Nous sommes très heureux d'avoir été conviés ce matin et qu'un rapport d'information ait été rédigé pour informer les parlementaires.

Je souhaite dire quelques mots sur la manière dont l'état de la question cyber est perçu à l'échelle européenne. La législature précédente a fait un énorme travail en posant des fondations. Cependant, chaque sujet qui a avancé n'est que le premier étage d'une structure à consolider. Nous devons faire preuve de vigilance et ne pas passer immédiatement aux sujets suivants. Il faut encore rationaliser, piloter, améliorer les démarches entreprises.

D'abord, nous avons renforcé la résilience de l'Union face aux risques cyber. Il faut évidemment citer la directive NIS (ou SRI). Elle s'intéresse au cadre de sécurité sur les infrastructures dites critiques. En France, nous avions un modèle déjà bien développé pour les infrastructures vitales, mais l'Europe a commencé à parler d'opérateurs essentiels à la prospérité économique. Cette démarche a très bien démarré et elle se poursuit ; un de nos rôles dans les prochaines années est d'observer comment cela se poursuit.

La question est la façon de résoudre des crises à l'échelle européenne. Nous avons réalisé qu'il fallait pouvoir échanger entre nous à un niveau plus opérationnel et plus stratégique, de manière à ce que les États membres réfléchissent entre eux. La France a accueilli le 2 juillet dernier un exercice de cette nature, avec la grande majorité des directeurs d'agences et de structures nationales. Il va probablement avoir à nouveau lieu, parce que nous nous sommes rendu compte qu'il était nécessaire d'avoir ce niveau de préparation aux crises.

Au cours de cette législature, nous nous sommes aussi rendu compte que la sécurité des institutions européennes elles-mêmes doit faire l'objet d'une vigilance régulière. Il ne faut pas prendre la sécurité comme acquise, comme en témoignent certains incidents qui ont fait l'objet de communications officielles.

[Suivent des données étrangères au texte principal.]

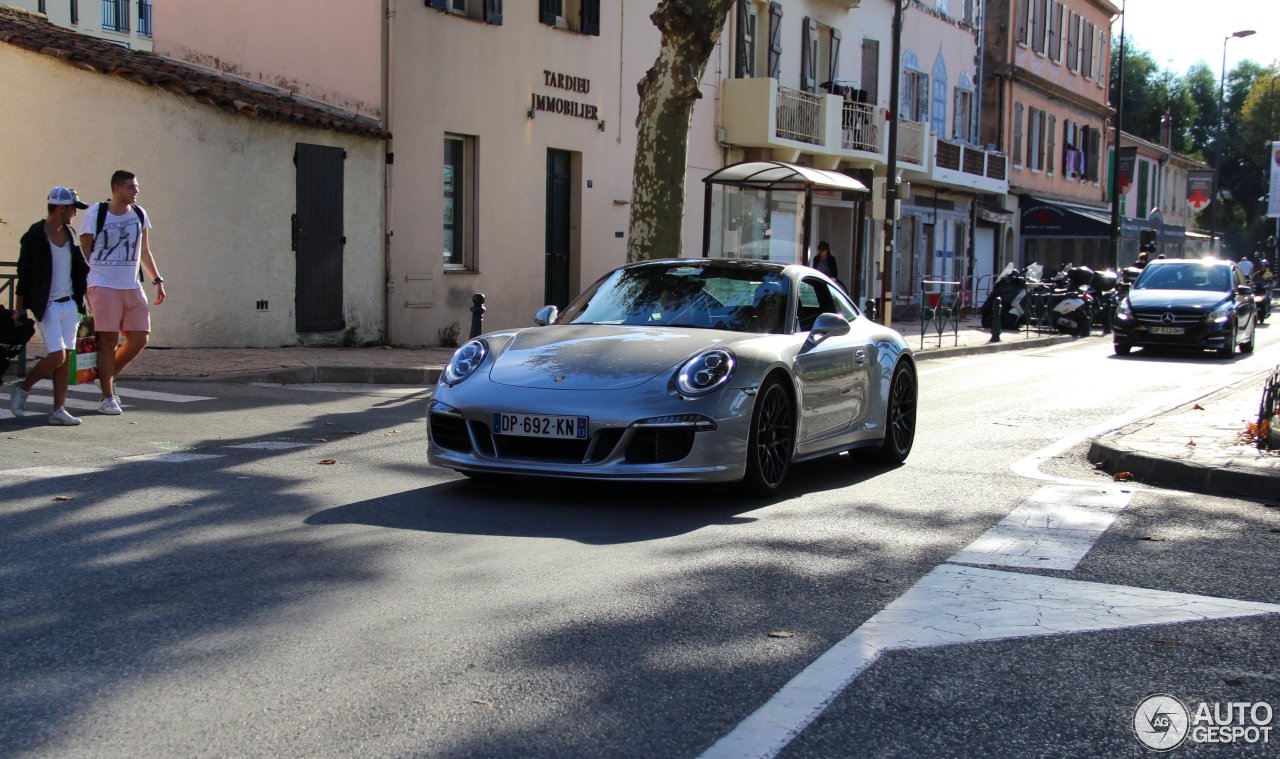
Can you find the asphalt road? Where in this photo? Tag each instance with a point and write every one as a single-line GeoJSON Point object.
{"type": "Point", "coordinates": [274, 571]}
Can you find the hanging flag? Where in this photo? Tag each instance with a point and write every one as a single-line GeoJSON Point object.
{"type": "Point", "coordinates": [1200, 187]}
{"type": "Point", "coordinates": [1128, 158]}
{"type": "Point", "coordinates": [1274, 195]}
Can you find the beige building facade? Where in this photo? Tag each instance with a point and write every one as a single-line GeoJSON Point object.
{"type": "Point", "coordinates": [266, 213]}
{"type": "Point", "coordinates": [124, 22]}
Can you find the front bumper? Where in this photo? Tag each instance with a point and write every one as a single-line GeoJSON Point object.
{"type": "Point", "coordinates": [1133, 332]}
{"type": "Point", "coordinates": [641, 437]}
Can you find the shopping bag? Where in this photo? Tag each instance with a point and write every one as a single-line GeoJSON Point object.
{"type": "Point", "coordinates": [85, 361]}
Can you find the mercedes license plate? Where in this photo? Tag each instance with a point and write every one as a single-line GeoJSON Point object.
{"type": "Point", "coordinates": [540, 425]}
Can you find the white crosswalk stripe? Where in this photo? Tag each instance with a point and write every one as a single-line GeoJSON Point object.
{"type": "Point", "coordinates": [41, 399]}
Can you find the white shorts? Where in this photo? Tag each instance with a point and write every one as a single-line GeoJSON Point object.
{"type": "Point", "coordinates": [59, 325]}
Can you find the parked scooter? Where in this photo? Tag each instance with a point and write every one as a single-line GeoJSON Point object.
{"type": "Point", "coordinates": [1262, 300]}
{"type": "Point", "coordinates": [1065, 301]}
{"type": "Point", "coordinates": [1010, 287]}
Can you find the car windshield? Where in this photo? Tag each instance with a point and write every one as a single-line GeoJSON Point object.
{"type": "Point", "coordinates": [1191, 275]}
{"type": "Point", "coordinates": [694, 295]}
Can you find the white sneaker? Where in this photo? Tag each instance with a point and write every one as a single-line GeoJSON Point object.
{"type": "Point", "coordinates": [60, 417]}
{"type": "Point", "coordinates": [18, 399]}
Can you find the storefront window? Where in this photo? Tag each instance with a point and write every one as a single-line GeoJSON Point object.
{"type": "Point", "coordinates": [457, 192]}
{"type": "Point", "coordinates": [759, 224]}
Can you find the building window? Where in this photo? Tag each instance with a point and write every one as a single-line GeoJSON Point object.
{"type": "Point", "coordinates": [915, 96]}
{"type": "Point", "coordinates": [575, 15]}
{"type": "Point", "coordinates": [115, 15]}
{"type": "Point", "coordinates": [458, 195]}
{"type": "Point", "coordinates": [145, 18]}
{"type": "Point", "coordinates": [963, 120]}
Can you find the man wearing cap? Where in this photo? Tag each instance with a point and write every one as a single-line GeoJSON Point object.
{"type": "Point", "coordinates": [115, 247]}
{"type": "Point", "coordinates": [51, 283]}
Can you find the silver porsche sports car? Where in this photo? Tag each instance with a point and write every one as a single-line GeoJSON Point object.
{"type": "Point", "coordinates": [680, 370]}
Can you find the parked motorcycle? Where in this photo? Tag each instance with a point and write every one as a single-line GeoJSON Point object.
{"type": "Point", "coordinates": [1010, 287]}
{"type": "Point", "coordinates": [1262, 300]}
{"type": "Point", "coordinates": [1065, 302]}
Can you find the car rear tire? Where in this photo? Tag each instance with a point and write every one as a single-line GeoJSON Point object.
{"type": "Point", "coordinates": [771, 442]}
{"type": "Point", "coordinates": [899, 417]}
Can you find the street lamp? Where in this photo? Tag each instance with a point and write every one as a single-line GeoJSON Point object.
{"type": "Point", "coordinates": [1217, 141]}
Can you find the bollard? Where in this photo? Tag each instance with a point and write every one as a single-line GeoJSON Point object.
{"type": "Point", "coordinates": [476, 314]}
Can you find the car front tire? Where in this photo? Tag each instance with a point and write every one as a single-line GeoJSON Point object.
{"type": "Point", "coordinates": [771, 440]}
{"type": "Point", "coordinates": [899, 417]}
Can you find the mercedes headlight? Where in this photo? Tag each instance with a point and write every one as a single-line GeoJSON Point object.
{"type": "Point", "coordinates": [465, 361]}
{"type": "Point", "coordinates": [704, 373]}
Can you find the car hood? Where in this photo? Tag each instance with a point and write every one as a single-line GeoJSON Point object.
{"type": "Point", "coordinates": [597, 357]}
{"type": "Point", "coordinates": [1176, 298]}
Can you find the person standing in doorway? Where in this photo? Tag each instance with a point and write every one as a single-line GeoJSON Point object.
{"type": "Point", "coordinates": [114, 236]}
{"type": "Point", "coordinates": [51, 283]}
{"type": "Point", "coordinates": [824, 261]}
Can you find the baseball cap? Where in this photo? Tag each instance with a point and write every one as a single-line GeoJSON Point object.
{"type": "Point", "coordinates": [65, 196]}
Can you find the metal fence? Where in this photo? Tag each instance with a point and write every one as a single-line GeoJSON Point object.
{"type": "Point", "coordinates": [799, 115]}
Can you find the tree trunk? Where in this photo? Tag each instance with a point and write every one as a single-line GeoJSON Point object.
{"type": "Point", "coordinates": [668, 91]}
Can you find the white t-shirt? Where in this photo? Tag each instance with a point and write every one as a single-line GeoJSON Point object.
{"type": "Point", "coordinates": [115, 256]}
{"type": "Point", "coordinates": [60, 279]}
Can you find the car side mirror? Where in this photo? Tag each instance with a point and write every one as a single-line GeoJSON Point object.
{"type": "Point", "coordinates": [545, 315]}
{"type": "Point", "coordinates": [827, 325]}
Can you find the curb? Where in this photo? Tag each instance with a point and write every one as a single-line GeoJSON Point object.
{"type": "Point", "coordinates": [1183, 475]}
{"type": "Point", "coordinates": [1115, 456]}
{"type": "Point", "coordinates": [1018, 344]}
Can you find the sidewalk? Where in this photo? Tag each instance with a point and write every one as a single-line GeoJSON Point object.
{"type": "Point", "coordinates": [1200, 447]}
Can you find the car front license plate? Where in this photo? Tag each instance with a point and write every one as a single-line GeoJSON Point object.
{"type": "Point", "coordinates": [540, 425]}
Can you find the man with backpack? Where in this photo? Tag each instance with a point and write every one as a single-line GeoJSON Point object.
{"type": "Point", "coordinates": [115, 241]}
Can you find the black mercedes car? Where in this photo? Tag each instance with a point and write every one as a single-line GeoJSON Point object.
{"type": "Point", "coordinates": [1187, 303]}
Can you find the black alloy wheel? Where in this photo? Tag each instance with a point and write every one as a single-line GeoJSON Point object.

Enfin, je souhaite aborder la question de la résilience. Le travail a beaucoup avancé dans le domaine de l'édification d'un réseau industriel. Comment faire émerger une industrie apte à répondre au défi de la confiance dans le domaine du numérique ? La législature qui se termine a donné lieu à une expérimentation autour d'un partenariat public privé. Ce sujet va perdurer sous la forme d'un texte sur un centre de compétences, qui vise à mieux structurer les compétences dans le temps, mieux flécher les budgets de recherche. L'objectif est de faire émerger un réseau industriel pour répondre au défi d'autonomie stratégique dans le domaine du cyber. Nous devons être très aidants dans la relation dans la relation entre nos moyens budgétaires et les moyens de l'industrie.

Le troisième point, qui n'est pas à négliger, est le développement d'outils diplomatiques. Nous avons vu que les crises ont une dimension diplomatique. Les politiques ont besoin que nous sachions les accompagner d'une lecture technique. Des textes ont été générés au cours des dernières années.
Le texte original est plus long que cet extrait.